A key point of this card is the single fan setup, so it is imperative to keep an eye on the temperatures. I decided to stress test the GPU using FurMark to see how well it copes with the pressure. From an idle temperature of 35 deg. Celsius, the card hit 80 deg. shortly after 3 min, but thereafter it stayed stable at that temperature till the 5 minute mark when the fan was running at 72% of its max. speed. Interestingly, the core clock was constantly over 1800 MHz at full load which is higher than the stated boost frequency of 1708 MHz. A custom fan profile that bumps up the fan speed at higher temperatures ought to reduce the temperature compared to the “Auto” mode used by me and will mostly be essential on overclocking. As for me, I can’t justify a need for overclocking at this moment considering that all my needs at 1080p are taken care of.
As you can tell, I am extremely pleased with this purchase.
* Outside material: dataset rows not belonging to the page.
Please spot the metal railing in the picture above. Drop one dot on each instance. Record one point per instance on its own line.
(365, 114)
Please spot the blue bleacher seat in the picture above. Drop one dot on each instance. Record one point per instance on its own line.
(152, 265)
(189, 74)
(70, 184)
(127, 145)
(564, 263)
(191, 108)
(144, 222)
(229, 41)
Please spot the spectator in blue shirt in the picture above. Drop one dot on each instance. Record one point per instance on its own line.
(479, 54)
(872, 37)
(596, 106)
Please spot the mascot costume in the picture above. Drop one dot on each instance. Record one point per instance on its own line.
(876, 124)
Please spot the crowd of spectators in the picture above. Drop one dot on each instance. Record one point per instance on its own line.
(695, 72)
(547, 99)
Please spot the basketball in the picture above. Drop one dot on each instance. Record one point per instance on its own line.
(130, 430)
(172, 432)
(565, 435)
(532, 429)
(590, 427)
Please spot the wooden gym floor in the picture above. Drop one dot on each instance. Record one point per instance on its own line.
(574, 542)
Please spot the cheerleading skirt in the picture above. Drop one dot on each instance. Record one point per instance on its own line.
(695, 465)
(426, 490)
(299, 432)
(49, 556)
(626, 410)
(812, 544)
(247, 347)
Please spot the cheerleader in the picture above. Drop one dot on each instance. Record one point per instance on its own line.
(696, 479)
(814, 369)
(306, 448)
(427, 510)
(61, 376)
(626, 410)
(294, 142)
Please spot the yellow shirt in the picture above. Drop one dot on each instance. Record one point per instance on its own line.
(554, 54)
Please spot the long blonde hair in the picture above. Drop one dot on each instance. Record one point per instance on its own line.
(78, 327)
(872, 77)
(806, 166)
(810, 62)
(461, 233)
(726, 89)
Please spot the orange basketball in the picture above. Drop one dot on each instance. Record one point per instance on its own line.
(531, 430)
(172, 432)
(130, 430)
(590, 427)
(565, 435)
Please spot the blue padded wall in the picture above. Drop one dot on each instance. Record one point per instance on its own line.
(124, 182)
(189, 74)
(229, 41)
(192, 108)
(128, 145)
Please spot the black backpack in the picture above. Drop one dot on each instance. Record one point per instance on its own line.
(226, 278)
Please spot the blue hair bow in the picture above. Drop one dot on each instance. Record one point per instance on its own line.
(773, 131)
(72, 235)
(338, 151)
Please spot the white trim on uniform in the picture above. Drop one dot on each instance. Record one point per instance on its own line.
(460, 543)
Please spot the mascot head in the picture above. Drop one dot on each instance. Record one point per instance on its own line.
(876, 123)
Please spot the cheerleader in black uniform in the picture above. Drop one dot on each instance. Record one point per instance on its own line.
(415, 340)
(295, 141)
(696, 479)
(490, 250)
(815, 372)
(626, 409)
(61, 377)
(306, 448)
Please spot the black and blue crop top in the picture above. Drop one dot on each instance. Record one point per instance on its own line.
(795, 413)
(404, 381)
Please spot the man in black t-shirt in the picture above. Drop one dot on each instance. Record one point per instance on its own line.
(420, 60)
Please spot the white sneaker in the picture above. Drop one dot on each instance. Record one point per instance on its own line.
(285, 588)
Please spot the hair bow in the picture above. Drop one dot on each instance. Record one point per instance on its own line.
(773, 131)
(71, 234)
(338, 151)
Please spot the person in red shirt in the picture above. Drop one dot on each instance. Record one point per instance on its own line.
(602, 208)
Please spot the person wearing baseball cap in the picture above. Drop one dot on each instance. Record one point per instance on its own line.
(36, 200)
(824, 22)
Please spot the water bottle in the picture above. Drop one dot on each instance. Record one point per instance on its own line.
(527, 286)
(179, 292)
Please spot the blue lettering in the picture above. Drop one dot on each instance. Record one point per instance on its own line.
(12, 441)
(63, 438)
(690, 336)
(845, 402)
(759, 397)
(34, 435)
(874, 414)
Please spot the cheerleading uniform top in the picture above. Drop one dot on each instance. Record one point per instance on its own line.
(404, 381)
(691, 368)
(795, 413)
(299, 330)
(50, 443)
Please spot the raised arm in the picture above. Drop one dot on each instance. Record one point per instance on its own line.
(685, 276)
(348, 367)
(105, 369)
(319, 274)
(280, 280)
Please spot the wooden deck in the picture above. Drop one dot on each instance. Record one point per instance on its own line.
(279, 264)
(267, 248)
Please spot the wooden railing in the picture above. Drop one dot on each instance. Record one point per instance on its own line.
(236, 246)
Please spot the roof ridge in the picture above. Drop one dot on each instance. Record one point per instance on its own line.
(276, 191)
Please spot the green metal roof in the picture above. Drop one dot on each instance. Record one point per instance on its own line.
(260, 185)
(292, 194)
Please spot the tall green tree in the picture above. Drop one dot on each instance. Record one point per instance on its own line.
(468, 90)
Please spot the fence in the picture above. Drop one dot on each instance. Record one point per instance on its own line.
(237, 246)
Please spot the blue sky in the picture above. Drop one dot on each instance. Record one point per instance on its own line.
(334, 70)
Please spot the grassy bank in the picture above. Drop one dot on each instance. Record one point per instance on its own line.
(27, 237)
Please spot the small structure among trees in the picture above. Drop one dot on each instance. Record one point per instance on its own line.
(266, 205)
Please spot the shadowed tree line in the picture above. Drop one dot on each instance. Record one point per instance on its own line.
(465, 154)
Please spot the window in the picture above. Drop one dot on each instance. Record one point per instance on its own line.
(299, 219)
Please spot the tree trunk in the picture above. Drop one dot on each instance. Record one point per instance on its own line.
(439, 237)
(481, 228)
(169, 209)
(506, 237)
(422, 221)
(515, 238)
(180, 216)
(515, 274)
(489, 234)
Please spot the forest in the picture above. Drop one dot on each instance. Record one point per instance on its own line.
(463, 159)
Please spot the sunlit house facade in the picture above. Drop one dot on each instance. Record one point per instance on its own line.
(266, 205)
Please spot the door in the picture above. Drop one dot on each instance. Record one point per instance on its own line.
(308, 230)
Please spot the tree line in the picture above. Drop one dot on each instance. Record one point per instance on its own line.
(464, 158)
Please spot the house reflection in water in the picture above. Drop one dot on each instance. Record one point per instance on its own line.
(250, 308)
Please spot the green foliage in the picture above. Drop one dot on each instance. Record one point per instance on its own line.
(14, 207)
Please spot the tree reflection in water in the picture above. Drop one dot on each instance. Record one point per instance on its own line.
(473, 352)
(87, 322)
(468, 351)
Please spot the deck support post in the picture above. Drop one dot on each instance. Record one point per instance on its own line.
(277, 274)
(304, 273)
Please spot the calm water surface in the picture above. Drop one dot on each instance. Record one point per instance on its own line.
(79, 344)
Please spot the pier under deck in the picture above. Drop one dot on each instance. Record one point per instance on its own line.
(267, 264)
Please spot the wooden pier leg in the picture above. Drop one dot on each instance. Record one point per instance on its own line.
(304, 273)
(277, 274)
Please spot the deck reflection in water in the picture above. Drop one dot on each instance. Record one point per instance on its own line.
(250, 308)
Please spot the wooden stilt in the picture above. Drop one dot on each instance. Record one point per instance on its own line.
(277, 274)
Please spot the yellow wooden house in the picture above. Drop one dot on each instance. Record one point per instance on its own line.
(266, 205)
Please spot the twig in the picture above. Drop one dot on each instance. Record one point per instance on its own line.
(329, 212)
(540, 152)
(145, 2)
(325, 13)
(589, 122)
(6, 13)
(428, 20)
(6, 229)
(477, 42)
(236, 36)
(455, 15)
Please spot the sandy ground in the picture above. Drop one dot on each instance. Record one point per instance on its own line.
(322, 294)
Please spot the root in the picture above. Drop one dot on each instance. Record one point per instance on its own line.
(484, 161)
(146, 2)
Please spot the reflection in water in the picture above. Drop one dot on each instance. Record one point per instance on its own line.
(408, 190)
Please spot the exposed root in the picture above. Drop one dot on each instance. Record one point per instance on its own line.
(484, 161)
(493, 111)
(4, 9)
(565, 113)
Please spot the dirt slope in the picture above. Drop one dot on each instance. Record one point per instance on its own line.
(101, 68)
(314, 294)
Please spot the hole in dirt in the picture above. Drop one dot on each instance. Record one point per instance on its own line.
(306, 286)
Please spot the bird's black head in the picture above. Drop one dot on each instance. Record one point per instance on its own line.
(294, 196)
I think Nvidia has hit the nail on the head with the release of the GTX 1060. It felt great to be able to purchase it just a month after its global release, something that was unheard of when I made my GPU purchases in the past. The price may be a bit all over the place at the moment depending on the seller, but I got mine for a shade less than 20.4k through a local seller on eBay, taking advantage of eBay’s high value 12% discount coupon. When you think over it, the premium paid with all the import duties isn’t as obnoxious as it used to be in the past. Hence, I can heartily recommend this to anyone looking for a VR ready card that is going to max out absolutely anything at 1080p (and may be at 1440p) for years to come.
Update (Aug 29): I ran the DX: MD benchmark and it yielded the following results:
Very High preset (DX11): AVG: 45.1; MIN: 37.4; MAX: 57.4
Geforce Experience Optimal (DX11): AVG: 39; MIN: 30; MAX: 50
When compared to the results available online for a GTX 1080 with the same CPU, the 1060 offers 80% of the performance which is simply phenomenal. Also, for those interested in the temperatures, the card hit a maximum of 69 degree during the benchmark with the fan at 61%. Idle temperature was 34 deg. and the average was 49 deg.